Apple, mit seinem iPhone zuletzt der führende Smartphone-Hersteller mit fast einem Viertel des Marktes, ist in Barcelona wie immer nicht dabei. Das Grundprinzip des iPhone - großer berührungsempfindlicher Bildschirm statt Tastatur und App-Symbole statt unübersichtlicher Menüs - hat sich inzwischen voll durchgesetzt. Die Android-Anbieter geben auf der Messe ihr Bestes, das aktuelle iPhone 4S in den Schatten zu stellen Ihre Geräte haben größere Touchscreens und zum Teil auch Vierkernchips. Ob die Rekordmeldungen allerdings auch die Verbraucher begeistern werden, bleibt abzuwarten - es wäre nicht das erste Mal, dass große Ankündigungen von Barcelona am Markt verhallten.
Die Android-Hersteller und Apple besetzen zusammen drei Viertel des Smartphone-Marktes. Entsprechend wenig Platz bleibt für Anbieter der restlichen Plattformen. In Barcelona zeigten sich die Partner Nokia und Microsoft jedoch trotz des wachsenden Drucks kampfbereit. Sie setzen unter anderem verstärkt auf Wachstumsmärkte wie China oder Brasilien und wollen dort mit günstigeren Geräten punkten.
„Wir sehen weltweit einen großen Bedarf an Smartphones für unter 150 Euro“, sagte Microsoft-Manager Achim Berg der dpa. „Das stärkste Wachstum gibt es derzeit unter den preiswerteren Smartphones.“ Nokia bringt dafür unter anderem das bisher günstigste Smartphone mit dem Microsoft-Betriebssystem Windows Phone auf den Markt. Das Lumia 610 soll weltweit ab 189 Euro zu haben sein und in Deutschland für rund 259 Euro. „Der Markt ist noch nicht verteilt, es gibt eindeutig noch Platz für einen Dritten“, betonte Berg. In den entwickelten Märkten wie Nordamerika und Europa hatte es Microsoft bislang besonders schwer, sich gegen die starke Konkurrenz von Smartphones mit Googles Android und Apples iPhones zu behaupten.

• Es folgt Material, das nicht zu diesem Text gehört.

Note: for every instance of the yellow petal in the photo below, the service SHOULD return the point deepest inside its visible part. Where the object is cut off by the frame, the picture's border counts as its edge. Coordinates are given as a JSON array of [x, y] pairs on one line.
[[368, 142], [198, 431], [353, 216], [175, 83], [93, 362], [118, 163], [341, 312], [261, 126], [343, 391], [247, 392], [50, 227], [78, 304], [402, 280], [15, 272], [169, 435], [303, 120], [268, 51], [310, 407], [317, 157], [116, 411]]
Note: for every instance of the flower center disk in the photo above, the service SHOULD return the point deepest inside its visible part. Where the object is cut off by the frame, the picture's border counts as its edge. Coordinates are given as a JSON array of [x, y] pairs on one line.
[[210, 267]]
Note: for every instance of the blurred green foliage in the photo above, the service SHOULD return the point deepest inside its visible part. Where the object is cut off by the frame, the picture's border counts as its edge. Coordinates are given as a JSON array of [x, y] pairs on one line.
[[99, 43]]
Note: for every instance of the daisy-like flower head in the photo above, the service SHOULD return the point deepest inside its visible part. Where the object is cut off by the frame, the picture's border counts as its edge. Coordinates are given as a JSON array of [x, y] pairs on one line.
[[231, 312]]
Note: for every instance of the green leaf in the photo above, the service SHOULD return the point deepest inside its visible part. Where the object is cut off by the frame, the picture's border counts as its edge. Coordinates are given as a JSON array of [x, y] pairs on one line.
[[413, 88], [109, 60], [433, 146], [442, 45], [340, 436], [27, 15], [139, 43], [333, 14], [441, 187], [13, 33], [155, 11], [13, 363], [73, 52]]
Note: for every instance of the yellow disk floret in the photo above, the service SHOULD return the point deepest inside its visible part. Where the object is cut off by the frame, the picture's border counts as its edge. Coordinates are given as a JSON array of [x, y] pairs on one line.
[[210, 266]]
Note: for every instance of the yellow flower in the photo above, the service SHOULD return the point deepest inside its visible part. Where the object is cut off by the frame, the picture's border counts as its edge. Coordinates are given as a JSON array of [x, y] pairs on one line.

In Deutschland hat sich nach jüngsten Zahlen von GfK Google im vergangenen Jahr mit seinen Android-Smartphones als eindeutiger Marktführer mit einem Anteil von 60 Prozent etabliert. Während Apples iOS-Plattform unter den Betriebssystemen nach dem langen Warten auf das neue iPhone leicht rückläufig war und im Januar 2012 noch auf 21 Prozent kam, sackte Windows Phone im Vorjahresvergleich um einen Prozentpunkt auf drei Prozent ab. Im gleichen Zeitraum fiel Nokias Marktanteil von 28 auf 9 Prozent. Allerdings ist das neue Lumia 800 mit Windows Phone erst seit wenigen Wochen verfügbar.

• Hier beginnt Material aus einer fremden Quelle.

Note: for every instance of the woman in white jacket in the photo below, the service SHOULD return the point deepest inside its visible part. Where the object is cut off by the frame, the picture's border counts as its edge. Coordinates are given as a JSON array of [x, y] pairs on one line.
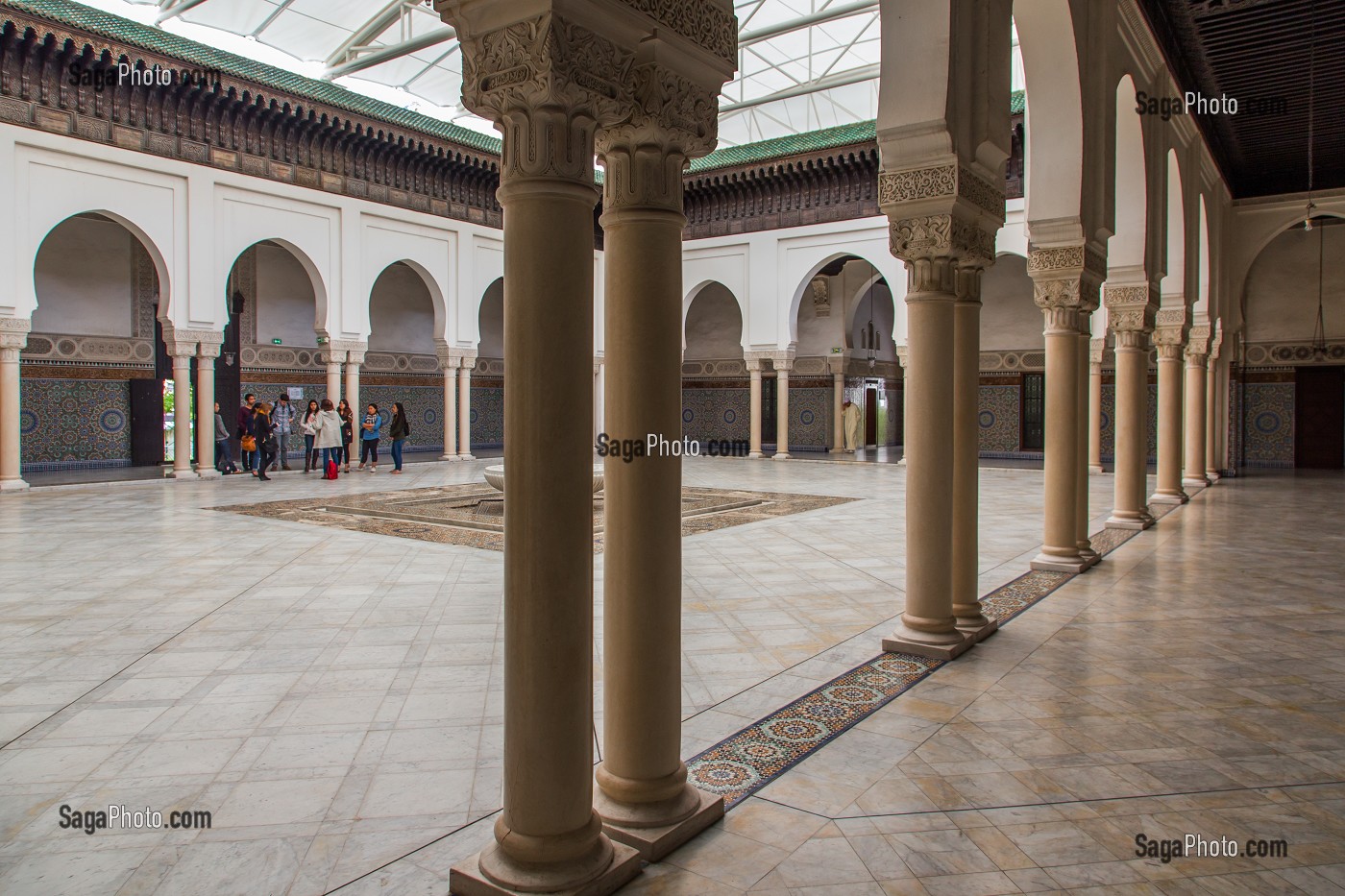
[[327, 433]]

Microsoft stellt in Barcelona am Mittwoch auch die Vorabversion seines nächsten Computer-Betriebssystems Windows 8 für Verbraucher vor. Dass der Software-Riese dafür die Mobilfunk-Messe in Barcelona ausgesucht hat - und nicht etwa die klassische Computer-Messe CeBIT nur wenige Tage später in Hannover - macht die Prioritäten für die Zukunft deutlich. Das nächste Windows soll nicht nur auf PCs, sondern auch auf den Tablet Computern laufen. Dieser boomende Markt wird derzeit von Apple mit dem iPad dominiert.
Der weltgrößte Chiphersteller Intel macht unterdessen einen neuen Anlauf, die Dominanz des britischen Chipdesigners ARM im Markt für Smartphones und Tablet-Computer zu brechen. Der Mobilfunk-Anbieter Orange will im Sommer ein Android-Smartphone mit Intel-Prozessor in Großbritannien und Frankreich auf den Markt bringen. Der Intel-Konzern ist klarer Marktführer bei PC-Chips, für mobile Geräte galten seine Prozessoren aber trotz aller Anstrengungen als zu stromhungrig. Microsoft passte sogar sein neues Betriebssystem Windows 8 an ARM-Chips an, weil es auch auf Tablets laufen soll.
Die Mobilfunk-Branche hat in den vergangenen Jahren die klassische PC-Industrie klar hinter sich gelassen. Weltweit gibt es nach Branchenschätzungen rund sechs Milliarden Mobilfunk-Anschlüsse. Im vergangenen Jahr wurden knapp 1,8 Milliarden Mobiltelefone verkauft, fast jedes dritte davon war ein Smartphone.